A determined woman, Miss Young vowed that her illness would not prevent her from staying in the classroom until her official retirement date. She lived up to that vow, retiring from Victoria Public School in Chatham in 1980, after 40 years of teaching. In the latter years, Miss Young taught with the assistance of canes and finally, from a wheelchair.
Olive Young was born in Inverness, Scotland in 1921. She immigrated to Canada with her parents and her sister Isobel where the family earned a modest living. She did not marry and spent many of her younger years caring for her parents.

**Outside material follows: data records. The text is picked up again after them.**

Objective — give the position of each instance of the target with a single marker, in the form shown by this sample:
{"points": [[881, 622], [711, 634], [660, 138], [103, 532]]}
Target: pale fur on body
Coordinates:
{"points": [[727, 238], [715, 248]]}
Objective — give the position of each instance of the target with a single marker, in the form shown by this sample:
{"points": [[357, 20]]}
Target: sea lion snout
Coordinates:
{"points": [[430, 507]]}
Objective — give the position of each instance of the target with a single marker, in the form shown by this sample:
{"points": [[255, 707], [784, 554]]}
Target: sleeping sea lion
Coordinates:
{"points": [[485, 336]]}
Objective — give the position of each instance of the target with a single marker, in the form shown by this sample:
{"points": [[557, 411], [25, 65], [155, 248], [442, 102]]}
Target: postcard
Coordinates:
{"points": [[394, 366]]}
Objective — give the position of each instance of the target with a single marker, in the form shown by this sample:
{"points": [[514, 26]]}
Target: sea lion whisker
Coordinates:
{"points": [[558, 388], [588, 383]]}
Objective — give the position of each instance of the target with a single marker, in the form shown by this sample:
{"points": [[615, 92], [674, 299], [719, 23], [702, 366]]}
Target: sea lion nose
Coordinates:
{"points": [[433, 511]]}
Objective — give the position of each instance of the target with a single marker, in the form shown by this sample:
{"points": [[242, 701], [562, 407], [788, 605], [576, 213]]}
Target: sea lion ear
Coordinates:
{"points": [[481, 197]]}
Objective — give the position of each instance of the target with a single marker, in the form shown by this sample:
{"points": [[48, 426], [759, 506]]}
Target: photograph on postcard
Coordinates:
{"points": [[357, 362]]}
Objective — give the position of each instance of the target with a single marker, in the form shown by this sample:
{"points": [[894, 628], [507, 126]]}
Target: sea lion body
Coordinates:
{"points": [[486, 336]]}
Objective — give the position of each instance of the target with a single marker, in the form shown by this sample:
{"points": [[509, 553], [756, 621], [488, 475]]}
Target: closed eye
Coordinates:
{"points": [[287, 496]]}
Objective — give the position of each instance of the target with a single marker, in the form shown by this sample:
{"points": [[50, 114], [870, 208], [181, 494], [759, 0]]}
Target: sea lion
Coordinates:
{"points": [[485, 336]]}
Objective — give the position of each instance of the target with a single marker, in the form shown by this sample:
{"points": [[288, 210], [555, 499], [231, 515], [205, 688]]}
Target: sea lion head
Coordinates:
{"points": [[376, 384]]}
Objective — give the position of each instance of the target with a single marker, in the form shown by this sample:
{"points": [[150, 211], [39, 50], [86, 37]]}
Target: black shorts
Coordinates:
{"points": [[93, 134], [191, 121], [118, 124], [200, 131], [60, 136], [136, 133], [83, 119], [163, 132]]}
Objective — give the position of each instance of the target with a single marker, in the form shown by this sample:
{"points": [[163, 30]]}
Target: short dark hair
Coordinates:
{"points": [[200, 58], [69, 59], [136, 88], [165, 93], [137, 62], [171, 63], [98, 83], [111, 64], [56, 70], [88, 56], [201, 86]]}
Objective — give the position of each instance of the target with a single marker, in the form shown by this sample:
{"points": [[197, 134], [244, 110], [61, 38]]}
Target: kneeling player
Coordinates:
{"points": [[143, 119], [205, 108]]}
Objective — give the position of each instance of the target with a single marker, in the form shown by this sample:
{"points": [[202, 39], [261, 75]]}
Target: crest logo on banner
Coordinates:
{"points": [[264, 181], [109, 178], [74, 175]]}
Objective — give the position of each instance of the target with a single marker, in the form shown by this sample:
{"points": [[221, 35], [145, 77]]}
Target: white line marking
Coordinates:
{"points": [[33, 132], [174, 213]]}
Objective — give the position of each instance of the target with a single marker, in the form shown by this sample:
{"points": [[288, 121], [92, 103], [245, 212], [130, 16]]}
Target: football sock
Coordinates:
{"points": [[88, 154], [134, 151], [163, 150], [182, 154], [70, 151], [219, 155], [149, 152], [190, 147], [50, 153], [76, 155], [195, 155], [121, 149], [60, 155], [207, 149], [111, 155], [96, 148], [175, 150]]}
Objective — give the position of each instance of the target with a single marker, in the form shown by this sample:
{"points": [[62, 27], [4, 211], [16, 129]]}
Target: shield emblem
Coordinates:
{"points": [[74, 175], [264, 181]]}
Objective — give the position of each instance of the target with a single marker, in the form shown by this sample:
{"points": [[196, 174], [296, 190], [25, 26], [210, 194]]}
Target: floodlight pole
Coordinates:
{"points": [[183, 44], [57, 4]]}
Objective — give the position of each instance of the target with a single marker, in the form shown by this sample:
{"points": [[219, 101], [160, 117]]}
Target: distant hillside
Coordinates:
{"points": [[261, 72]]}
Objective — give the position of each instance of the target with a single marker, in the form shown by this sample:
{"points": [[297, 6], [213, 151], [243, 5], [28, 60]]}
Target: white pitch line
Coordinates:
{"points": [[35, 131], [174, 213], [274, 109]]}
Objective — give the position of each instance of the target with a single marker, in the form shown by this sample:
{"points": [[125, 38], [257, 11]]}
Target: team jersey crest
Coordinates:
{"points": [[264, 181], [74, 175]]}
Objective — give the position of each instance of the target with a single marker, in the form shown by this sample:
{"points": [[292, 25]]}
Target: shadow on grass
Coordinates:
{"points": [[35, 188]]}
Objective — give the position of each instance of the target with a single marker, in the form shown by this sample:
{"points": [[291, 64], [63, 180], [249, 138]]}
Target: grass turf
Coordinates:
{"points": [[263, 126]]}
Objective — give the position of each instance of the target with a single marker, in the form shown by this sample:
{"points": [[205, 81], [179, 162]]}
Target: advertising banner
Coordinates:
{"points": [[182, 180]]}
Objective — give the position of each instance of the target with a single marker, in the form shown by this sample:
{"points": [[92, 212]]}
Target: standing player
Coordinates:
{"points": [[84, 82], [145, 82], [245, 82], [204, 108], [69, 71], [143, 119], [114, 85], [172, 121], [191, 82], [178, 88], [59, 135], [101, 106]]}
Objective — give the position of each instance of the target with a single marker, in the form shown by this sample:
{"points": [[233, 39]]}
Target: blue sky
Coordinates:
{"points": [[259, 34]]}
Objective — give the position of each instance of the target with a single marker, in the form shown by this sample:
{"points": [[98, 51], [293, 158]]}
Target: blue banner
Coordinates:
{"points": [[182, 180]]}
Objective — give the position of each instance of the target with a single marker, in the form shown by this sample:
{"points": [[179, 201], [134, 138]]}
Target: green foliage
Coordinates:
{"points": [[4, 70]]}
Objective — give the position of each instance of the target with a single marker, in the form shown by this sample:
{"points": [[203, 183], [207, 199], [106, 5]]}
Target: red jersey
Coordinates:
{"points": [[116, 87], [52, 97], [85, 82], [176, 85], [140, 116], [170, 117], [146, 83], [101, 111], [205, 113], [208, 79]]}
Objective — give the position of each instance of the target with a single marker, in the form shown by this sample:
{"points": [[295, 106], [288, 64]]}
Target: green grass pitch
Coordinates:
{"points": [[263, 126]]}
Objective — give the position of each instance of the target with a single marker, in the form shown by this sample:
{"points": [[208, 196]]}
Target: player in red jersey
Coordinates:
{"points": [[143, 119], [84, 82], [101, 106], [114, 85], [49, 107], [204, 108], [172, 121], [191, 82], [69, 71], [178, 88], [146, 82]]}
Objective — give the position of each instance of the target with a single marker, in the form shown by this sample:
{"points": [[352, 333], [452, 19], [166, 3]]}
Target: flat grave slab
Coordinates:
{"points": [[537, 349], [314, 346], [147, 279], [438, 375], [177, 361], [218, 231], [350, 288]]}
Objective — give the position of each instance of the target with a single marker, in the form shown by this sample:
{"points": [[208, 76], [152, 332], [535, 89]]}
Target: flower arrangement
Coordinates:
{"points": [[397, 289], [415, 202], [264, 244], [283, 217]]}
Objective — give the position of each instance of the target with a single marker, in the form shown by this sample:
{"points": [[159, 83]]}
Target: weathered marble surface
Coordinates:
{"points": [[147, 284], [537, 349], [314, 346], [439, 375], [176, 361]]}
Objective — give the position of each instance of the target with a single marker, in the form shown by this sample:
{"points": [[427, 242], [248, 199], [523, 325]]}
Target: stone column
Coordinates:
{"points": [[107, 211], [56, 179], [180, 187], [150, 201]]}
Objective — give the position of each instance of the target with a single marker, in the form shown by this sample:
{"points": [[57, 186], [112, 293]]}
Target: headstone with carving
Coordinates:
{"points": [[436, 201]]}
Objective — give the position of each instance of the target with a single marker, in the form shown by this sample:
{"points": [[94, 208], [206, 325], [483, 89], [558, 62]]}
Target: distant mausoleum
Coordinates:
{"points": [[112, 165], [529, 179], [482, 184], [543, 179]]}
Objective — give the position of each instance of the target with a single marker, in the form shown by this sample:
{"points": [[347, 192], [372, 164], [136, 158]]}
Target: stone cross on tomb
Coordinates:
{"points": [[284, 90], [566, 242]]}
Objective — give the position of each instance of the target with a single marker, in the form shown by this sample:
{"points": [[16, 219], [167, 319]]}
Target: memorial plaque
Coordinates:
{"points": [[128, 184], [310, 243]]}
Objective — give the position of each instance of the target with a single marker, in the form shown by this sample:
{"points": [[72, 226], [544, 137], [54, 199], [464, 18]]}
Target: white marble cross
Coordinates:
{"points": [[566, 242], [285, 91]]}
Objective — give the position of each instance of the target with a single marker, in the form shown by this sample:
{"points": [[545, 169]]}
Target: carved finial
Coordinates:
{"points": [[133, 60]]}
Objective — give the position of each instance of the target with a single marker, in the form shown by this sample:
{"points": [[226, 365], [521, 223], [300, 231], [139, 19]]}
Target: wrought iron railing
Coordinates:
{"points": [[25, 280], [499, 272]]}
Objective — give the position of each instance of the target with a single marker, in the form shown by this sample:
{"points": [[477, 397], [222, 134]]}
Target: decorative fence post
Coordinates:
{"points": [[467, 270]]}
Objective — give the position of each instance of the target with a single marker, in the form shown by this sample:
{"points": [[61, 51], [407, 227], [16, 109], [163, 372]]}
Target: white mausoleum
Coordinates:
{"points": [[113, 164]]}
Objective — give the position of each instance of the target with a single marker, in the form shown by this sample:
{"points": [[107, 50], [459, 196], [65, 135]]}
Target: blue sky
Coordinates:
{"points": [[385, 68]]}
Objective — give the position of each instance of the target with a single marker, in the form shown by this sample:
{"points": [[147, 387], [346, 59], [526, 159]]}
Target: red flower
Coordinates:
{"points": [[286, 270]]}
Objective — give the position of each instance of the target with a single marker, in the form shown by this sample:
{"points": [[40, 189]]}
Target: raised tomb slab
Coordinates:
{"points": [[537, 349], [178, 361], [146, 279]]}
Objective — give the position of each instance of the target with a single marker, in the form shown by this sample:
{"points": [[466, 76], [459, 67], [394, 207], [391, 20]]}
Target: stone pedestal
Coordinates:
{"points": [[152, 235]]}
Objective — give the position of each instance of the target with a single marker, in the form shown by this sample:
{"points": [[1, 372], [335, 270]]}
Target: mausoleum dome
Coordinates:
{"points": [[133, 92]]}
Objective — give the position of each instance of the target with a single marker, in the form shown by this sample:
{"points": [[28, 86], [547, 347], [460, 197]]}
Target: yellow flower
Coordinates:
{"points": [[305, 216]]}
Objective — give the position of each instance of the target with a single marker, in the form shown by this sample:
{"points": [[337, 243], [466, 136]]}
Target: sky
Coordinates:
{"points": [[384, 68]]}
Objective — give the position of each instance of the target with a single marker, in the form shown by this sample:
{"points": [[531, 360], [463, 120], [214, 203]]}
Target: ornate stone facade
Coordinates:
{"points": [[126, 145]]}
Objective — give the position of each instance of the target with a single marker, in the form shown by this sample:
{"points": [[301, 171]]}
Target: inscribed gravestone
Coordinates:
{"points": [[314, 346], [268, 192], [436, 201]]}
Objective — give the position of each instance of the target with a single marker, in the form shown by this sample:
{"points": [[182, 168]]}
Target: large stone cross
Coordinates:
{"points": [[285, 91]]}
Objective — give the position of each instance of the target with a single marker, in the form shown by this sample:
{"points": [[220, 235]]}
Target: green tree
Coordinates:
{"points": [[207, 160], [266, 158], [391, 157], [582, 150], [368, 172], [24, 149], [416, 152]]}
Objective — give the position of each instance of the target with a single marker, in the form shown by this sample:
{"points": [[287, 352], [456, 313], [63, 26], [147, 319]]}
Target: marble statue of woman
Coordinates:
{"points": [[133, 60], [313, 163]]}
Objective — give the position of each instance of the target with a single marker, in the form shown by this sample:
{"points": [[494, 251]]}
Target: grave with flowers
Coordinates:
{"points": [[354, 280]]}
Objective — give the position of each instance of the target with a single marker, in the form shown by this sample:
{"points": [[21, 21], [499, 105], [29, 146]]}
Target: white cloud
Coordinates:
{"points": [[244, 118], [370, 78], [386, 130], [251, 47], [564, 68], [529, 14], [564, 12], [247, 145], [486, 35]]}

She began her teaching career in 1940 at a Chatham Township school, SS # 8, where she taught students in grades 1 through 8. Her friend, Mollie French, recalls Olive's teaching philosophy. "She believed her pupils needed to understand the basics of learning - reading and math skills and, of course, they had to behave themselves." She insisted that her students work hard everyday to prepare themselves for the world beyond the classroom. And although she was described as strict and strong-willed, Miss Young loved her pupils. (She always called them pupils. Students, she said, were in the senior grades.) She kept every card and memento they gave her and did her best to keep track of her pupils as they moved on to greater adventures. "She knew each one by name," said Mollie.
In her retirement, she welcomed her pupils who came by to visit and always looked forward to seeing the children at her door on Hallowe'en. When she moved from her home to long term care, she instructed her "good neighbours", Toni and Albert McGowan, to be sure to go to her house to greet the trick-or-treaters.
Mollie was quick to respond when asked why someone with no affiliation to Western would leave such a generous bequest to the Faculty of Education: "Olive's whole life was education. Her teaching and her Grade 2 pupils meant the world to her." As a result of her legacy for tomorrow, Olive Young will make a substantial difference in the lives of 10 Faculty of Education student teachers at Western each year.